Los Angeles

Charges Against Former LAPD Commander Dismissed

Criminal charges were dismissed this week against former Los Angeles Police Department Commander Nicole Mehringer, who was accused of being drunk in public following a traffic incident in Glendale.

Court records showed the case was dropped Monday. The Los Angeles County District Attorney’s Office could not immediately confirm the reason for the dismissal.

Mehringer faced an internal LAPD trial board following the incident in Glendale and was fired. Earlier this year she filed a petition in court to try to overturn that decision, and said in legal papers the trial board, called a Board of Rights, was unfair and violated rules of evidence and due process.

Mehringer's legal filing also claimed that the two members of the LAPD command staff, who sat on Mehringer's Board and voted in favor of her termination, were then promoted.

Mehringer's employment troubles with the LAPD began on April 27, 2018, when she was recorded on cellphone video being led out of an unmarked LAPD sedan by several Glendale Police Department officers. The Los Angeles County District Attorney's Office charged her with a single misdemeanor count of being drunk in public. Mehringer pleaded not guilty.

According to the writ, audio recordings made by Glendale officers that night and several cellphone video recordings made at the scene were never fully produced as evidence during the Board of Rights, and it said the cellphone video recordings may have been destroyed while in the possession of police.

"The cumulative effect of these due process violations was to deny Petitioner a fair hearing, which lead to an arbitrary, capricious, and malicious termination in violation of the law," the petition said.

Mehringer's filing also said she was unjustly denied an opportunity to investigate the trial board's punishment of male LAPD command-level officers caught violating Department policy or laws related to alcohol and drinking and driving.
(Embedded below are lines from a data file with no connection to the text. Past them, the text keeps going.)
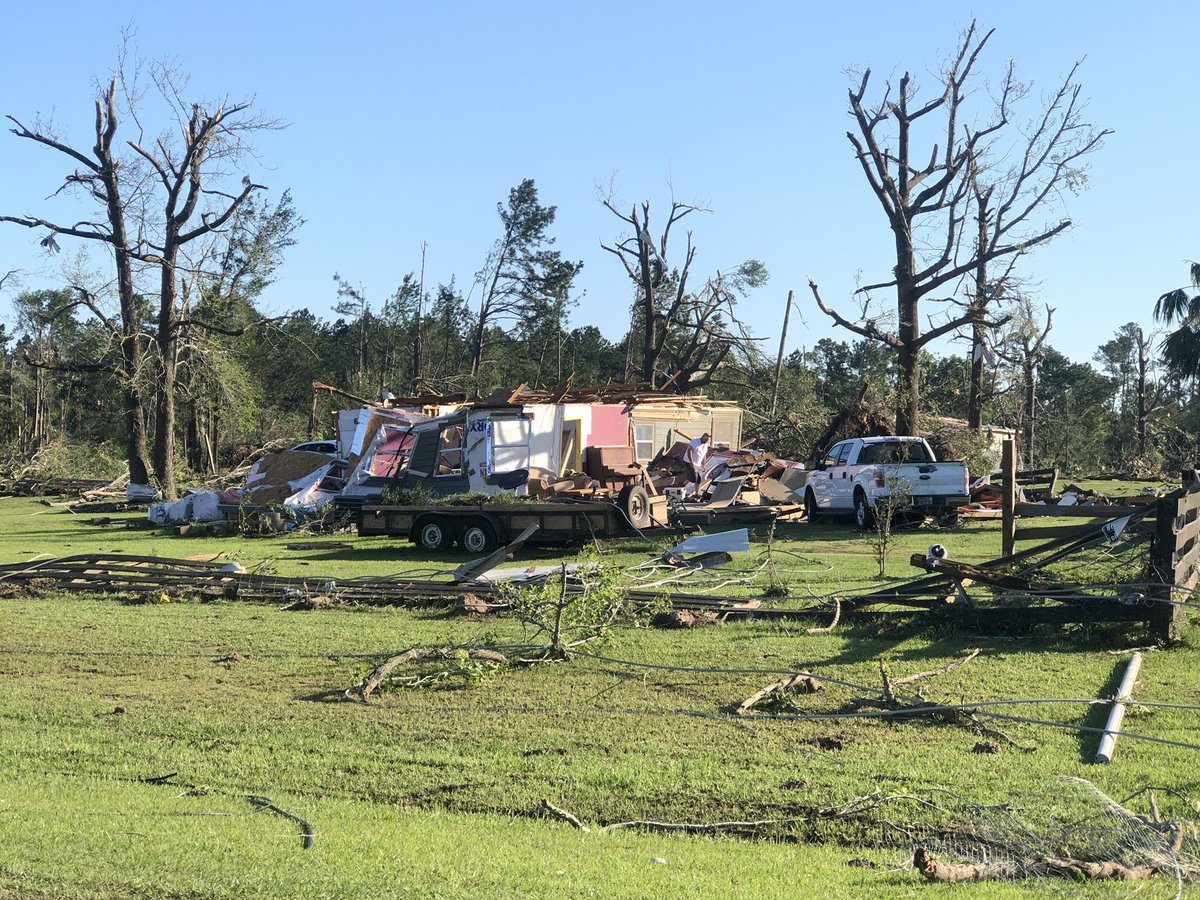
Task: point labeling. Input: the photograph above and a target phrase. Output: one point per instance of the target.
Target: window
(450, 450)
(643, 442)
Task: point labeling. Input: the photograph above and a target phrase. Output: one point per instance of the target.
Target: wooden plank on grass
(1036, 510)
(1037, 533)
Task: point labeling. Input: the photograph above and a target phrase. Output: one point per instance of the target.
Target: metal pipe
(1116, 715)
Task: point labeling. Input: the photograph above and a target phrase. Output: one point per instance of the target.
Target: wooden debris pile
(743, 487)
(139, 576)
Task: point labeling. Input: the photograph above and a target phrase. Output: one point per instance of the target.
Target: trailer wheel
(433, 534)
(635, 503)
(479, 537)
(864, 516)
(811, 511)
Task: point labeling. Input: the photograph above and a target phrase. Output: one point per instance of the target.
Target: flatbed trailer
(483, 527)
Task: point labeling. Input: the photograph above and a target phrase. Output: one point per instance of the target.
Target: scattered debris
(419, 654)
(683, 618)
(265, 804)
(799, 683)
(1116, 714)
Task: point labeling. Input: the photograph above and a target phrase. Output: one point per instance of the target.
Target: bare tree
(101, 177)
(178, 193)
(520, 270)
(1025, 348)
(687, 334)
(927, 204)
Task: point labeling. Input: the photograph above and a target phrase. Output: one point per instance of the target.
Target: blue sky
(408, 123)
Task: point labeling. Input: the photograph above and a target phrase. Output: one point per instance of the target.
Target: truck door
(825, 487)
(841, 484)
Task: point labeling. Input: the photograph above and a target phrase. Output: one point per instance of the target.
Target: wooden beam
(1035, 510)
(1008, 473)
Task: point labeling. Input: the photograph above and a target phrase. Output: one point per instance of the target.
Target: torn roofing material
(736, 540)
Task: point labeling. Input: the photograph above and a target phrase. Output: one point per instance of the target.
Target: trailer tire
(433, 534)
(635, 503)
(479, 537)
(864, 516)
(811, 511)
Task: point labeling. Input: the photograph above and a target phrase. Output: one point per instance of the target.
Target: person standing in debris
(697, 451)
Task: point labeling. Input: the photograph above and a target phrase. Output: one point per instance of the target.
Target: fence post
(1167, 619)
(1008, 474)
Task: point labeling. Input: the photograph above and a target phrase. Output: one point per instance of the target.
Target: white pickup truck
(856, 474)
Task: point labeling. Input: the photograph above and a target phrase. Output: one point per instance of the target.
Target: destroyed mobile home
(585, 463)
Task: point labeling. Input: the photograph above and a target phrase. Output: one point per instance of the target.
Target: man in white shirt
(697, 451)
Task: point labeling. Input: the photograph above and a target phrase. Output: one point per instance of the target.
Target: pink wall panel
(610, 426)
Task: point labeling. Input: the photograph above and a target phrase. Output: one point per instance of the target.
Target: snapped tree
(685, 334)
(159, 197)
(927, 197)
(522, 279)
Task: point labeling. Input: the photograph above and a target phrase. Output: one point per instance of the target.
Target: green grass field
(437, 791)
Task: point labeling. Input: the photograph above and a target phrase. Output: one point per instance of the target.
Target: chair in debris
(612, 466)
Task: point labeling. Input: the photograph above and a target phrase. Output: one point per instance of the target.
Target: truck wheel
(864, 516)
(433, 534)
(479, 537)
(635, 503)
(811, 511)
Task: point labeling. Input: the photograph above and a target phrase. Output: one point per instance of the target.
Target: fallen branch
(799, 682)
(943, 670)
(931, 869)
(564, 815)
(264, 803)
(832, 625)
(917, 705)
(418, 654)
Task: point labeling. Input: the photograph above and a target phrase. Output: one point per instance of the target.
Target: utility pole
(779, 359)
(415, 369)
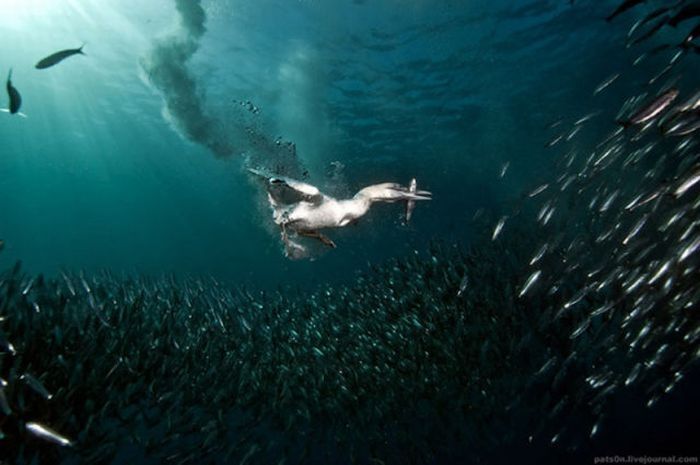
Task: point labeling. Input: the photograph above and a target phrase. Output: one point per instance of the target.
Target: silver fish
(603, 85)
(652, 110)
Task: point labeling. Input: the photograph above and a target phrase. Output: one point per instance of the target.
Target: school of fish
(587, 292)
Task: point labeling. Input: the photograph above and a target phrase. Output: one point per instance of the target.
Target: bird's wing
(288, 191)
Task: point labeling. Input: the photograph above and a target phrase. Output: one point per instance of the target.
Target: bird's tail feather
(391, 192)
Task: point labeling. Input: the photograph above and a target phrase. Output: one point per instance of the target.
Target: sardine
(530, 282)
(13, 93)
(47, 434)
(58, 57)
(410, 204)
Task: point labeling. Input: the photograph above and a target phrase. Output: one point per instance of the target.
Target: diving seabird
(303, 209)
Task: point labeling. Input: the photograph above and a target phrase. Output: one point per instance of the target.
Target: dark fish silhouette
(626, 5)
(15, 98)
(58, 57)
(685, 13)
(653, 109)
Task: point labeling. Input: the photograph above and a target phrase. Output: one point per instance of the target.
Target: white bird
(303, 209)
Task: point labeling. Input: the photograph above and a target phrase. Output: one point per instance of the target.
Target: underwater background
(542, 308)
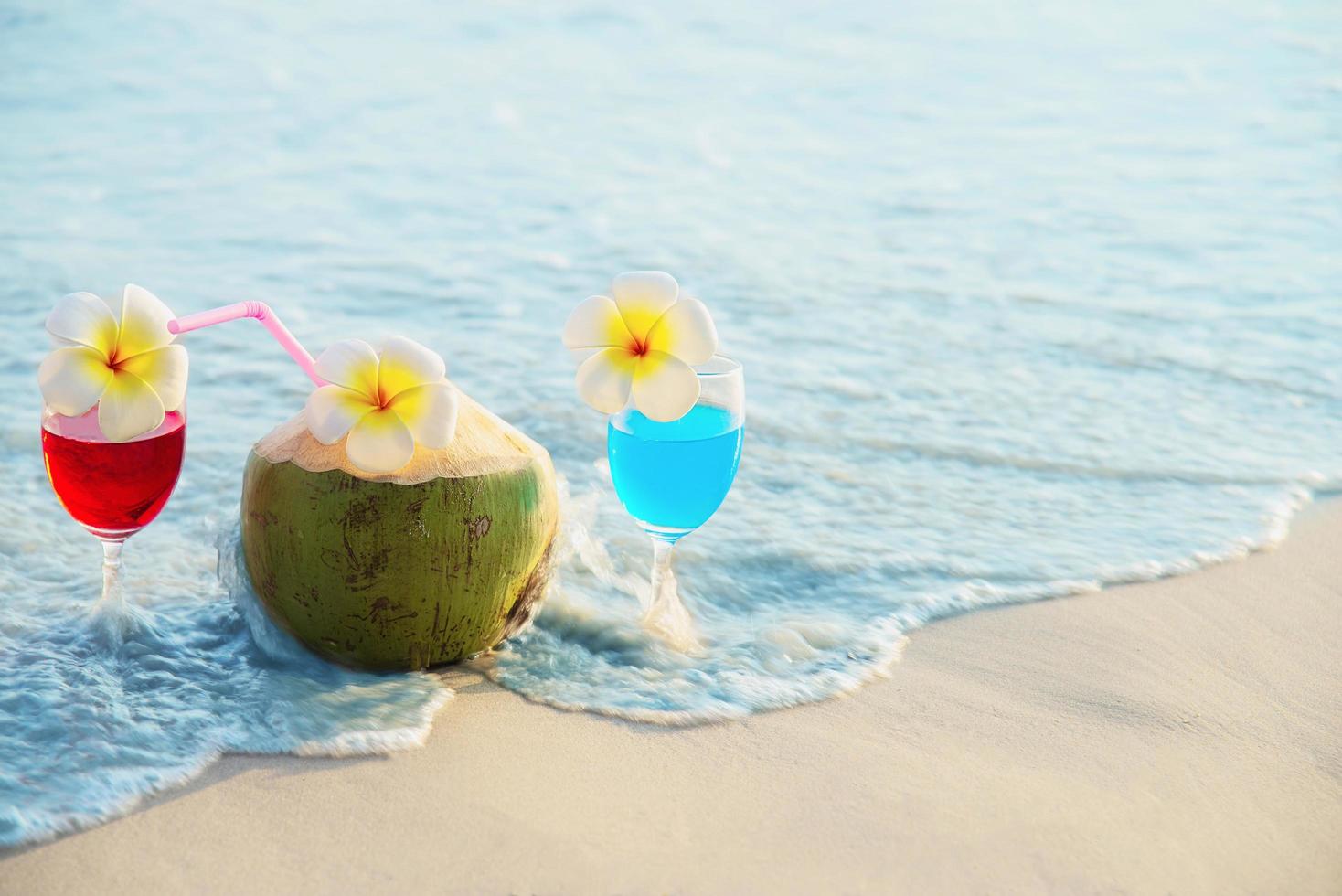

Mehringer has also filed a separate lawsuit against the city of Los Angeles that said she was the victim of gender discrimination. That case alleged that she was treated more harshly than male officers who were found guilty of far more serious violations. She also filed a governmental claim last year against the City of Glendale that alleged her detention by the police there was improper.

That claim accused the officers of false arrest, false imprisonment, defamation, and other alleged harms during the incident on Brand Boulevard. A claim generally has to be filed before a city can be sued in state court.

The Glendale Police Department did not comment on the claim. An LAPD sergeant who worked with Mehringer pleaded not guilty to DUI charges stemming from the same incident in Glendale. James Kelly was allegedly found asleep in the driver's seat of the same Dodge sedan.